PyTorch implementation of L2L execution algorithm from paper Training Large Neural Networks with Constant Memory using a New Execution Algorithm
You need to define a torch model where all layers are specified in ModuleList.
See examples folder
import torch
from torch import nn, optim
class M(nn.Module):
def __init__(self, depth: int, dim: int, hidden_dim: Optional[int] = None):
super().__init__()
hidden_dim = hidden_dim or dim
self.layers = nn.ModuleList(
[
nn.Sequential(
nn.Linear(dim, hidden_dim),
nn.BatchNorm1d(hidden_dim),
nn.LeakyReLU(),
)
]
+ [
nn.Sequential(
nn.Linear(hidden_dim, hidden_dim),
nn.BatchNorm1d(hidden_dim),
nn.LeakyReLU(),
)
for i in range(depth)
]
+ [nn.Linear(hidden_dim, dim), nn.Sigmoid()]
)
def forward(self, batch: torch.Tensor) -> torch.Tensor:
x = batch
for l in self.layers:
x = l(x)
return x
model = M(depth=5, dim=40).train() # on CPU
Then, you can use the L2L wrapper over this model.
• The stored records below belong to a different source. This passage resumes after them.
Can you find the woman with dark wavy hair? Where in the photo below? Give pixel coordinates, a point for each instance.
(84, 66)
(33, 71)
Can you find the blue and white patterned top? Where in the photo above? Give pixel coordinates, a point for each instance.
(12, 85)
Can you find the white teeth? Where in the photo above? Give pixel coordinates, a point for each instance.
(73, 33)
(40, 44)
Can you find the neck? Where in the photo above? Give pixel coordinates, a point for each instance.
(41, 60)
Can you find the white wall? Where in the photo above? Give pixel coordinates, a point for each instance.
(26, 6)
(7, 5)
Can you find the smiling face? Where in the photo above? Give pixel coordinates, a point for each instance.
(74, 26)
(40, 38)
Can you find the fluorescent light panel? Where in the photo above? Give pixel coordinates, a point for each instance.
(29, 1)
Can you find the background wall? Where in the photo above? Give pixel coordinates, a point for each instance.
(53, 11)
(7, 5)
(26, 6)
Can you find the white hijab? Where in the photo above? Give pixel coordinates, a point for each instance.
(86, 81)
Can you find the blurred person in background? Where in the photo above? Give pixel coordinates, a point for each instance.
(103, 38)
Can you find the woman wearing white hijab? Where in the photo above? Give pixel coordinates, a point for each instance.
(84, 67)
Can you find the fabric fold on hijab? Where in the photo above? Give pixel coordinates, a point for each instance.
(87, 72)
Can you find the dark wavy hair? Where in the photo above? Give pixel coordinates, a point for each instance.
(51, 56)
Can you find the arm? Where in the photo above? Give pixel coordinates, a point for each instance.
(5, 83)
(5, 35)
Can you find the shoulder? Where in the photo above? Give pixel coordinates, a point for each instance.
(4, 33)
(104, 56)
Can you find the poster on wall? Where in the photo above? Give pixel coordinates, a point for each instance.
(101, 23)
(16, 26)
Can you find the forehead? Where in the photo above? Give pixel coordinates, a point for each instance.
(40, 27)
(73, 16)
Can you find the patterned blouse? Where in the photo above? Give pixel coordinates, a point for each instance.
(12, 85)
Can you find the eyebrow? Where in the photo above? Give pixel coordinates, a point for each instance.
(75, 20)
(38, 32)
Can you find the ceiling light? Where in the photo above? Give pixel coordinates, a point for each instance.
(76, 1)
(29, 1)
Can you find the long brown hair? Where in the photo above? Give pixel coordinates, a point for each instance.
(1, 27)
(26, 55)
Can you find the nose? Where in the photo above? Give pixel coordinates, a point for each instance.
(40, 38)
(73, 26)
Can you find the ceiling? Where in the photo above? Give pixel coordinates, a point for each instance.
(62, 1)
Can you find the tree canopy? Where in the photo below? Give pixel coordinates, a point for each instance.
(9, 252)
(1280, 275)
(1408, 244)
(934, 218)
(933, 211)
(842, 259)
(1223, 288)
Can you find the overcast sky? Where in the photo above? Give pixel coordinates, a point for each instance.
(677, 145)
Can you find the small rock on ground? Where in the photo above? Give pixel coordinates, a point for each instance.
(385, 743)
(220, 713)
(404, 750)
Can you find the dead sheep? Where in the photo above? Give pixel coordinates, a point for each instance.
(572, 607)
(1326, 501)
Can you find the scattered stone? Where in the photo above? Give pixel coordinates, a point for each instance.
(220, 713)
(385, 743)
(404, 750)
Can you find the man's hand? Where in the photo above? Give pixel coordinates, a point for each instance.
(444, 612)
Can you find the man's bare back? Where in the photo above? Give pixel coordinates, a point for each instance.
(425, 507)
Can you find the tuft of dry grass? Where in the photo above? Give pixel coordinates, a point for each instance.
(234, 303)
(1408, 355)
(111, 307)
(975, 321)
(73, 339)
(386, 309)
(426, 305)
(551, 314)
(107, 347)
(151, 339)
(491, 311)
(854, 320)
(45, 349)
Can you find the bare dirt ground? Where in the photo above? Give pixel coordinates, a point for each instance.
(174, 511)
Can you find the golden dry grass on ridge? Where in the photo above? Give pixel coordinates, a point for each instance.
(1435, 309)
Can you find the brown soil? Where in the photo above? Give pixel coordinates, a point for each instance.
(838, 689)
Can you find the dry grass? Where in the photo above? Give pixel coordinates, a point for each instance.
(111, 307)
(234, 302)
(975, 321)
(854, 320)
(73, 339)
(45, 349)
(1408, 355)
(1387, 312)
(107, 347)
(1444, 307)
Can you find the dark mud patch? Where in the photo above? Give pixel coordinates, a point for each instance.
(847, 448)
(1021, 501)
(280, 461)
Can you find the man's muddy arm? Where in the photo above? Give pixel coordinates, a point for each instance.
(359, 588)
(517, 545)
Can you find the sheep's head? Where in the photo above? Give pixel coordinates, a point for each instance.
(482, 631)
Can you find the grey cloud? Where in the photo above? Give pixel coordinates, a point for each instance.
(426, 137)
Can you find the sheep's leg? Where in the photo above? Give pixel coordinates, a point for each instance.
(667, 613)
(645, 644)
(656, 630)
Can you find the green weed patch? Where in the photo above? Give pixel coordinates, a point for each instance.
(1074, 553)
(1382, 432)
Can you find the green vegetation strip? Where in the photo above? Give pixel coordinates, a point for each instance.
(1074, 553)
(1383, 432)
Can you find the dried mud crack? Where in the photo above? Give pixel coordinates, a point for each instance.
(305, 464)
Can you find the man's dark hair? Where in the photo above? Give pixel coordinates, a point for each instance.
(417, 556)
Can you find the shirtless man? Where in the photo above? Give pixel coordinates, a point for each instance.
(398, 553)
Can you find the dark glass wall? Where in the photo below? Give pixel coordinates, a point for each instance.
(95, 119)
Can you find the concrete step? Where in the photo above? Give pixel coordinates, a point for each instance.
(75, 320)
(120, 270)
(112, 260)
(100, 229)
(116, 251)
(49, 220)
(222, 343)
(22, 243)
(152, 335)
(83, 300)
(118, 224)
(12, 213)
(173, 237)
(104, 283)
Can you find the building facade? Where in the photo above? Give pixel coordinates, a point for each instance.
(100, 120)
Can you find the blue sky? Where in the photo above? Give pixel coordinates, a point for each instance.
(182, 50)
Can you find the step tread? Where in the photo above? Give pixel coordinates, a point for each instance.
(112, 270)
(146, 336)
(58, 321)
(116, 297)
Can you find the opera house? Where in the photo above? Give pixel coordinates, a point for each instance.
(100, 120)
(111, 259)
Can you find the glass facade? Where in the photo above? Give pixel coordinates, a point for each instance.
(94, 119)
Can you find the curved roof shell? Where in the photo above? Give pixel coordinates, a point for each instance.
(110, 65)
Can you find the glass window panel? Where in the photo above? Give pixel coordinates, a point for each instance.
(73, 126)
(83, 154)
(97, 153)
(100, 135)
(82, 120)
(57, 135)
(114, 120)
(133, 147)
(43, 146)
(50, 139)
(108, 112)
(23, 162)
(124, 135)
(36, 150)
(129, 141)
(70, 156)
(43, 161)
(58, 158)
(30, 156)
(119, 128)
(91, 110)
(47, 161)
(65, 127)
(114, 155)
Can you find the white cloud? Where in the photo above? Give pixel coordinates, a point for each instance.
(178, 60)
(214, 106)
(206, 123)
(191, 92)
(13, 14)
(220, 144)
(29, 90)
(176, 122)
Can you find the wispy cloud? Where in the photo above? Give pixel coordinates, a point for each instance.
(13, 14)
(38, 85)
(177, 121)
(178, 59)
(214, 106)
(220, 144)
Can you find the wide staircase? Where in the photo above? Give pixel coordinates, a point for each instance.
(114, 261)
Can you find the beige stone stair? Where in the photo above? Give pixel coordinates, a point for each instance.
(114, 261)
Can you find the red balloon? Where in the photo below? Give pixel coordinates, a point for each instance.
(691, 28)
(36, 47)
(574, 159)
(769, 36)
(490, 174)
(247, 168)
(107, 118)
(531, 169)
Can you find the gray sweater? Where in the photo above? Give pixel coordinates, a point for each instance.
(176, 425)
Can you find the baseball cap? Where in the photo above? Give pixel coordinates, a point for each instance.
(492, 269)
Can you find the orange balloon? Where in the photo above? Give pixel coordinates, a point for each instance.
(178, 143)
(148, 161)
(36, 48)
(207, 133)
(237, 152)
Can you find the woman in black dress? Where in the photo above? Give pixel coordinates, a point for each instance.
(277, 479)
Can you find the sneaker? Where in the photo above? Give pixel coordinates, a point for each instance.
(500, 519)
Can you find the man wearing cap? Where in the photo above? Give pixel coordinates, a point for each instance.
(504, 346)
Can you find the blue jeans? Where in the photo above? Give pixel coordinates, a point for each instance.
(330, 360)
from layer_to_layer_pytorch.l2l import Layer2Layer
l2l_model = Layer2Layer(
model,
layers_attr="layers", # attribute with ModuleList
microbatch_size=100, # size of a microbatch in a minibatch :) from original paper
verbose=False # enable tqdm
)
And train it, like torch model (almost):
from tqdm.auto import tqdm, trange
x = torch.rand(1_000, 40) # on CPU
y = torch.rand(1_000, 40) # on CPU
losses = []
criterion = nn.MSELoss()
optimizer = optim.AdamW(l2l_model.main_params) # optimizer works with the main model on CPU
for i in trange(2000):
l2l_model.zero_grad()
_ = l2l_model.forward(x)
loss_value: float = l2l_model.compute_loss(y, criterion)
if i % 50 == 0:
tqdm.write(f"[{i}] loss = {loss_value}")
losses.append(loss_value)
l2l_model.backward()
optimizer.step()
l2l_model.update_main_model_params() # Sync params with CPU
Cross-mixes-precision available in init params
from layer_to_layer_pytorch.l2l import Layer2Layer
l2l_model = Layer2Layer(
model,
layers_attr="layers",
microbatch_size=100,
# fp-16
mixed_precision=True,
loss_scale = 128.0
)
And then train the same way π
pip install layer-to-layer-pytorch
or install with Poetry
poetry add layer-to-layer-pytorch
You can see the list of available releases on the GitHub Releases page.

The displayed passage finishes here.